Durante a tramitação no Congresso Nacional, a stock option chegou a ser incluída no Marco Legal, mas as alterações promovidas na Câmara dos Deputados enfatizavam o caráter remuneratório em detrimento da natureza mercantil da ferramenta. Desse modo, o texto abria margem para que fosse considerada “parte do salário”, com desdobramentos em termos de impostos e encargos trabalhistas. Diante do quadro, as entidades da sociedade civil optaram por sugerir aos parlamentares a supressão do artigo. “Dadas as condições, foi preferível manter a regra atual do jogo, apesar da insegurança jurídica, do que estar sujeito a uma interpretação ainda mais onerosa às startups”, acentua Afonso.  

Causou frustração, também, o acúmulo de dificuldades impostas para o enquadramento das startups no regime tributário do Simples Nacional. Atualmente, nenhuma empresa pode usufruir do padrão diferenciado de arrecadação de tributos e, ao mesmo tempo, se constituir como sociedade anônima. Ocorre que o modelo de S/A é o mais adequado para a área de inovação, já que é o preferido dos investidores.

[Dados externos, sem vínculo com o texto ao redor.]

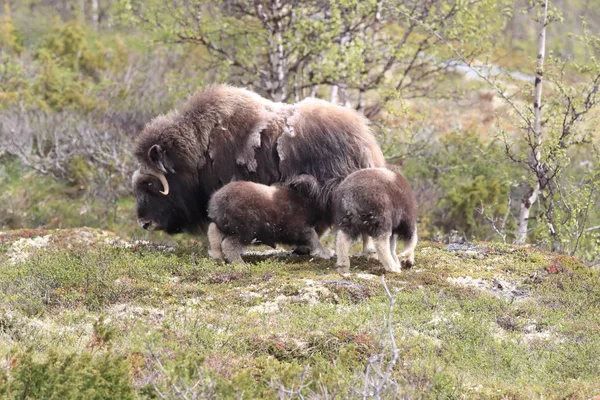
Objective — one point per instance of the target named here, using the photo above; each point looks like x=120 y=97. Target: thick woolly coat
x=225 y=134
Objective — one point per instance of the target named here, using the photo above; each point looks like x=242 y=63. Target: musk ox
x=246 y=212
x=224 y=134
x=378 y=202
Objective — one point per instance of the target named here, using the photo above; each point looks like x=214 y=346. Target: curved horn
x=161 y=177
x=163 y=180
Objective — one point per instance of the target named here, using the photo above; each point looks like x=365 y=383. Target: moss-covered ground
x=86 y=315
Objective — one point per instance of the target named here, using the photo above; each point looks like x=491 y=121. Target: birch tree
x=340 y=50
x=535 y=134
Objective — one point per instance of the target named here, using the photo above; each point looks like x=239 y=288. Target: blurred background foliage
x=80 y=78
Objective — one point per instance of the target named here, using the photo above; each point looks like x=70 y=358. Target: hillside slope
x=84 y=314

Havia esperança de que o Marco Legal abrisse exceção para as startups, o que chegou a ser cogitado durante o andamento do projeto de lei, mas acabou não se confirmando. 

Outro fator negativo é a tributação dos investimentos em startups como renda fixa, mesmo considerando que esses aportes representam uma aplicação de risco. Para o advogado Eduardo Matias, “desperdiçamos a chance de aumentar a oferta de capital por meio de benefícios fiscais já adotados em áreas como agronegócio e imobiliário, que se tornam cada vez mais atrativas para o investidor. Com isso, em vez de ampliarmos, estaremos inibindo o investimento em inovação”.  

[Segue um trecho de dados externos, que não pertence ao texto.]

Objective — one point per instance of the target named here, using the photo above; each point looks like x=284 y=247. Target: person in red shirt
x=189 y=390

A penalização tributária contrasta com a postura adotada em países como a África do Sul, que compensa o investidor em 100% do aporte no momento de acertar as contas com o Fisco. Já em algumas regiões dos Estados Unidos, como no estado da Flórida, não é cobrado um centavo de imposto de quem aplica dinheiro em startups. Por sua vez, o Reino Unido – mais do que isentar – banca metade do valor investido. Aliás, não faltam bons exemplos externos que poderiam ser copiados por aqui. Matias cita o caso da Itália, país que ampliou em quase dez vezes a quantidade de startups em 2012 graças à implantação de um marco regulatório agressivo e ambicioso. A Alemanha também serve de espelho ao suspender itens da legislação trabalhista para negócios do segmento da inovação.  

Por tudo isso, “como sempre, o Brasil não perde a oportunidade de perder uma oportunidade”, observa o presidente da Anprotec, parafraseando o economista Roberto Campos. Segundo Francisco Saboya, prevaleceu o conservadorismo extremo em detrimento do espírito da própria lei, que é de modernização: “O Brasil se conecta pouco com o futuro. A economia do passado predomina”. Já o presidente do Grupo Dínamo vai além: “Sem talento, não há inovação. Sem inovação, não há novas empresas de alto crescimento. Sem empresas de alto crescimento, teremos muito menos empregos. Não parece difícil entender essa equação, o que falta é vontade política associada a uma visão de futuro”, conclui Kiko Afonso.  

Muito espaço para crescer

Apesar do risco elevado para os negócios – de cada dez startups que nascem, apenas duas conseguem progredir –, o ecossistema da inovação se mostra cada vez mais estratégico para o desenvolvimento das nações. Uma pesquisa da Anjos do Brasil, em parceria com a consultoria Grant Thornton, mostrou que estimular o investimento em startups resulta na geração de mais impostos e aumento de renda para a população. Conforme o levantamento, cada R$ 1 investido implica em um retorno de R$ 5,84 na economia em um prazo de cinco anos. A projeção de massa salarial gerada durante o período superaria em 2,8 vezes o valor dos investimentos. No Brasil, o setor vem crescendo exponencialmente nos últimos anos – a quantidade de startups saltou de 4.151 em 2015 para 13.400 em abril de 2021. Atualmente, estima-se que já tenha superado a marca de 14 mil. “Ainda assim, poderia ser dez vezes maior, levando em conta o PIB do país”, afirma Cassio Spina, presidente da Anjos do Brasil.